Meclis Genel Kurulu’nda görüşülmeye devam edilen 2019 Yılı Merkezi Yönetim Bütçe Teklifi’ni muhalefet “saray ve savaş bütçesi” olarak tanımlıyor. Meclis’in Alevi vekillerinden Hakların Demokratik Partisi (HDP) Antalya Milletvekili Kemal Bülbül, yüzde 34’lük bir artış ile 7,7 milyar liradan 10, 5 milyar liraya çıkan Diyanet İşleri Başkanlığı bütçesine ayrılan payı eleştirdi. Bülbül, bütçenin Aleviler açısından bir facia olduğunu söyledi.
‘Tekçi anlayışın bütçesi’
Mezopotamya Ajansı’ndan Diren Yurtsever’e konuşan Bülbül, genel olarak bütçeyi “AKP bütçesi” olarak tanımladığını belirterek, “Mevcut iktidar ırkçı, inkarcı, tekçi anlayışın yürütmesinin bütçesini yapıyor. Bunu ekonomik olarak böyle yaparken, insani, toplumsal olarak etnik kimliklerin, inanç gruplarının, kadının, gençlerin ihtiyacı olarak da aynı şeyi düşünüyor” dedi.
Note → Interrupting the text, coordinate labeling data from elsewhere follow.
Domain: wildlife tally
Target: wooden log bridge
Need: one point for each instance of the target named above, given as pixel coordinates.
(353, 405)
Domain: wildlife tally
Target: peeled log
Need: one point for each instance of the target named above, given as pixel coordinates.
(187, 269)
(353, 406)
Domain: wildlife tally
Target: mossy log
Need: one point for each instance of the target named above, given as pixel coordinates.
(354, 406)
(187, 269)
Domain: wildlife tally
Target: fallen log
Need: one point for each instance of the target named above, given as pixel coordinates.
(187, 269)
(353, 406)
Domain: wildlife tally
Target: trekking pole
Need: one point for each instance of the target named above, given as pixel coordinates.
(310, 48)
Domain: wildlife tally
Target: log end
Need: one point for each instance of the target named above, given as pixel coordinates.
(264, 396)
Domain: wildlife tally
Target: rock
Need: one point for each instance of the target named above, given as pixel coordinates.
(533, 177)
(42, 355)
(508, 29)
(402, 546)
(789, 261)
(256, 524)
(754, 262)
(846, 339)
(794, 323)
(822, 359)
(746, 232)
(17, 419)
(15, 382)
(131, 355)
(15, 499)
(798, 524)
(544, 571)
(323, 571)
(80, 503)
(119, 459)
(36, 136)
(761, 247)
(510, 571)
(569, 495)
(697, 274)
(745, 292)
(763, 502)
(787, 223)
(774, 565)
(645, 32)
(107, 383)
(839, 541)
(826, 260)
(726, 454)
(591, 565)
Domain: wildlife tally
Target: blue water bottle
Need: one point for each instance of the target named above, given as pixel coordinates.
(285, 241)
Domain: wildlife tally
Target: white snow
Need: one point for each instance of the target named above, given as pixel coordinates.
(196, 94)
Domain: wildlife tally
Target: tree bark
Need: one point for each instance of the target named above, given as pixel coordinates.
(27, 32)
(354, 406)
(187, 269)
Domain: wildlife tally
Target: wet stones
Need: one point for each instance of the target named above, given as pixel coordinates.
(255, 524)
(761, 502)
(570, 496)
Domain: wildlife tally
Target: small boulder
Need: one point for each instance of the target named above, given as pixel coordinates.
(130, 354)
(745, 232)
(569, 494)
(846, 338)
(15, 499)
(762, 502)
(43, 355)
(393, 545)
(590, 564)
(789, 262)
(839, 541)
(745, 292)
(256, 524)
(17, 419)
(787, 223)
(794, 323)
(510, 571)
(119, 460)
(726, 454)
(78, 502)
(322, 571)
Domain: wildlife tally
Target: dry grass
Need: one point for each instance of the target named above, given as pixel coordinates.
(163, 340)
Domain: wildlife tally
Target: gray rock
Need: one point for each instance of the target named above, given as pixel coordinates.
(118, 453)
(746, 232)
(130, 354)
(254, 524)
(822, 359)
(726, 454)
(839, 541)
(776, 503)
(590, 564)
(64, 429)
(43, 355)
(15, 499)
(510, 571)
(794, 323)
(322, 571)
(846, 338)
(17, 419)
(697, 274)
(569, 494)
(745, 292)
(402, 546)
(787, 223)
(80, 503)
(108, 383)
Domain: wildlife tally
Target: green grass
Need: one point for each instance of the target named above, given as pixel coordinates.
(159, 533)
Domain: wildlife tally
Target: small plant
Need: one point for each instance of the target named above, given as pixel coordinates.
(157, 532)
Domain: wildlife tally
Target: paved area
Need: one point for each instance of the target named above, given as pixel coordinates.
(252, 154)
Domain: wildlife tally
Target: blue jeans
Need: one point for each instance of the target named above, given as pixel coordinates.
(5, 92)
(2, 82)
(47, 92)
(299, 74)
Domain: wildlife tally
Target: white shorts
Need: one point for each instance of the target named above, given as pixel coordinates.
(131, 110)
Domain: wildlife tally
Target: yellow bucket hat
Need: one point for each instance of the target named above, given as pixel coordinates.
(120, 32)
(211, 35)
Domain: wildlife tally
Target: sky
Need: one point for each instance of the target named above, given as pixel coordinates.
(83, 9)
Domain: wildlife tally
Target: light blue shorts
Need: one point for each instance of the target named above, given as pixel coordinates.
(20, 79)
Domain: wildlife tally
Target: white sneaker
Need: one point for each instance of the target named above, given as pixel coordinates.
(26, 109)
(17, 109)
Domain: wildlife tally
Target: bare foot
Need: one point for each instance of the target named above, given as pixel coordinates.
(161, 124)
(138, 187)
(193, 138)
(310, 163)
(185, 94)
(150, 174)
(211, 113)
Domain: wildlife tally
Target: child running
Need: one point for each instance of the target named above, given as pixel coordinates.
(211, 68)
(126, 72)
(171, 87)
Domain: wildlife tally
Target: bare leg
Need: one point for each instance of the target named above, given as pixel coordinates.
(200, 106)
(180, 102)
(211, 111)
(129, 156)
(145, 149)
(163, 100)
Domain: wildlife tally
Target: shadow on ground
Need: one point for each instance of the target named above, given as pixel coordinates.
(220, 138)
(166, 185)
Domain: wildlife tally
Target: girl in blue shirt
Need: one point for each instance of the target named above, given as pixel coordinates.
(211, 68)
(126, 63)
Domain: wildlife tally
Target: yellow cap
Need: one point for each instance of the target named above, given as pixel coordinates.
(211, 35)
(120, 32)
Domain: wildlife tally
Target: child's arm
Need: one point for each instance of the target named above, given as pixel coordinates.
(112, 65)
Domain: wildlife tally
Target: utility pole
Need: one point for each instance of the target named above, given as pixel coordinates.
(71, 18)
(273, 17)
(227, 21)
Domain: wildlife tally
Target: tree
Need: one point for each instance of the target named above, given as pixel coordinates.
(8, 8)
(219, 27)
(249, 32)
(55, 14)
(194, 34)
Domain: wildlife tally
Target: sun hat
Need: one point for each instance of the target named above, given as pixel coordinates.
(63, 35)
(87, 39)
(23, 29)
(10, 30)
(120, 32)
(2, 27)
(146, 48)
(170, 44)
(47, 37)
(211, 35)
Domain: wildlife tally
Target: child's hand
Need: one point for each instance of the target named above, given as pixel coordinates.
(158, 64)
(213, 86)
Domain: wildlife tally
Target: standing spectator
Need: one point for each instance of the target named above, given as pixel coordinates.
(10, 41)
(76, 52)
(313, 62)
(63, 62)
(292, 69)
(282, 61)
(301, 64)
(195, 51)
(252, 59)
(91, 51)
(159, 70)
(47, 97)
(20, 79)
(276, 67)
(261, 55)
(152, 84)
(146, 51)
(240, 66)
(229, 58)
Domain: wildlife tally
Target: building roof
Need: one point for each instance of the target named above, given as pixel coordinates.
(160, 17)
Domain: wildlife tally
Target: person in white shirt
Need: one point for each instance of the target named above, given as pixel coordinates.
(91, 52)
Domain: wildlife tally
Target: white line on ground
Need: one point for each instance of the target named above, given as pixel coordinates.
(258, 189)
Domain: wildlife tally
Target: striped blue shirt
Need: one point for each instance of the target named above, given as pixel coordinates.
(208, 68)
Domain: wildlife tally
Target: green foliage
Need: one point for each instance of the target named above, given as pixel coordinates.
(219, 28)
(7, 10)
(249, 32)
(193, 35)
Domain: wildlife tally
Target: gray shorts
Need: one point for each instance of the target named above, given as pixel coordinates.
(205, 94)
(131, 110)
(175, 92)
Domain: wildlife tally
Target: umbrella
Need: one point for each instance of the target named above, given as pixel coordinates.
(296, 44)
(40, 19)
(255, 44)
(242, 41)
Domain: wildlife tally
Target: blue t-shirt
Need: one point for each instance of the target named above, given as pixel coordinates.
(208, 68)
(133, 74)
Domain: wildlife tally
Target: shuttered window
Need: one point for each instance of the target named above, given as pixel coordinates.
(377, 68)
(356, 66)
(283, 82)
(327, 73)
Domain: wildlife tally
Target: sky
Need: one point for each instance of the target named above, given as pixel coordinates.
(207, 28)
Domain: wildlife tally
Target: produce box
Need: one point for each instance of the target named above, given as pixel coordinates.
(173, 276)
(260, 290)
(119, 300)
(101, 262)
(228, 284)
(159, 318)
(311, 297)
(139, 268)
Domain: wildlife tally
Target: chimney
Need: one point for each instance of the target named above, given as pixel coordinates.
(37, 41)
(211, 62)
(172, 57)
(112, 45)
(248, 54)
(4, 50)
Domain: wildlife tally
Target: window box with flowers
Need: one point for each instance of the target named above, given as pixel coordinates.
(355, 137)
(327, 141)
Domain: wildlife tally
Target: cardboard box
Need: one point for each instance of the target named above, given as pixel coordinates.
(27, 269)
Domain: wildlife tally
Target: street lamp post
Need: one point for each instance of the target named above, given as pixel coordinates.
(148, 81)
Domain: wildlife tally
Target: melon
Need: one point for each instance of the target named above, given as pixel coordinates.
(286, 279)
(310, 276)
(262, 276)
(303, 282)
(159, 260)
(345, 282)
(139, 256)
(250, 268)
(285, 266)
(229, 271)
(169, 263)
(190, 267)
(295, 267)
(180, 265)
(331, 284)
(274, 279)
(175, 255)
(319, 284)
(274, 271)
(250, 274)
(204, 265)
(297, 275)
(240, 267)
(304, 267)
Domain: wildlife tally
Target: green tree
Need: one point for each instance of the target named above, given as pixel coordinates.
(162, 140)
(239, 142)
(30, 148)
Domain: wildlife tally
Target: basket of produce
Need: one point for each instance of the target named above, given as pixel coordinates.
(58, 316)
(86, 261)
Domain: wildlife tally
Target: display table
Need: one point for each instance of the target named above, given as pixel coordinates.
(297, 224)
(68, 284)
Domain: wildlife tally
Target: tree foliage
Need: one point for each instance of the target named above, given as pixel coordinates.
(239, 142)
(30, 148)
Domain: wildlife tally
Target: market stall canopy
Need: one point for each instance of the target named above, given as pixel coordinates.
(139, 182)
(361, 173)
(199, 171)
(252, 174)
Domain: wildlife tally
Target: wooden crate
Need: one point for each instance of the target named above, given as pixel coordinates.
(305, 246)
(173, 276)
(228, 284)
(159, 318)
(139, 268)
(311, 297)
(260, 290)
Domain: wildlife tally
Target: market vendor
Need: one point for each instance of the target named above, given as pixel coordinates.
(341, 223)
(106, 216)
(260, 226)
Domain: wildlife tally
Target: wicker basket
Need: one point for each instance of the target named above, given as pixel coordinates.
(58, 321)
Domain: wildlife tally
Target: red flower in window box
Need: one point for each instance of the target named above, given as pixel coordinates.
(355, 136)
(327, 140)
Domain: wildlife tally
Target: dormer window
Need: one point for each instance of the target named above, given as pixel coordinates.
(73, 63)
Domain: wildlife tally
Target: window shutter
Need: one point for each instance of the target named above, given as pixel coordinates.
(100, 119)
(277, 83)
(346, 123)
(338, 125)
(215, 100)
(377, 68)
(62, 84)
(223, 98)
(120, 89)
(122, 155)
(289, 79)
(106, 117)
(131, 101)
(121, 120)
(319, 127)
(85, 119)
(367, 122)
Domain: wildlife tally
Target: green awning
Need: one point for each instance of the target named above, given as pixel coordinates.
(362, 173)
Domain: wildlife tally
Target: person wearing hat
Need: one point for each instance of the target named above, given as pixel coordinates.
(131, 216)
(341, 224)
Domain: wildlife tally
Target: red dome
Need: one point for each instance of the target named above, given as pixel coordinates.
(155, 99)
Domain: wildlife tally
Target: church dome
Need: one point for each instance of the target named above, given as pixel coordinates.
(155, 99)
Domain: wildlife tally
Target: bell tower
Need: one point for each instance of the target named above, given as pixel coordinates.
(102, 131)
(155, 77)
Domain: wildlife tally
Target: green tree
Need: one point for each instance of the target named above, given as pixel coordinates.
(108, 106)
‘Tekçilikten bahsetmezseniz her şey güzel gidiyor’
Bülbül, sözlerini şöyle sürdürdü: “Bütçe görüşmelerinde Kürt’ten bahsetmezseniz, Kürdistan ve Sayın Öcalan demezseniz hiçbir sorun yok. Alevi’den bahsetmezseniz, tekçilikten söz etmezseniz gayet her şey güzel geçip gidiyor. Ama bunlardan söz ettiğimizde zaman kıyamet kopuyor. Bu mevcut hükümetin ve parlamentoda grubu bulunan siyasi partilerin konuya nasıl baktığının bir göstergesi. Alışıla gelmiş İttihat Terakki’ den bu yana topluma, farklı kimliklere nasıl bakılıyorsa öyle bakılıyor.”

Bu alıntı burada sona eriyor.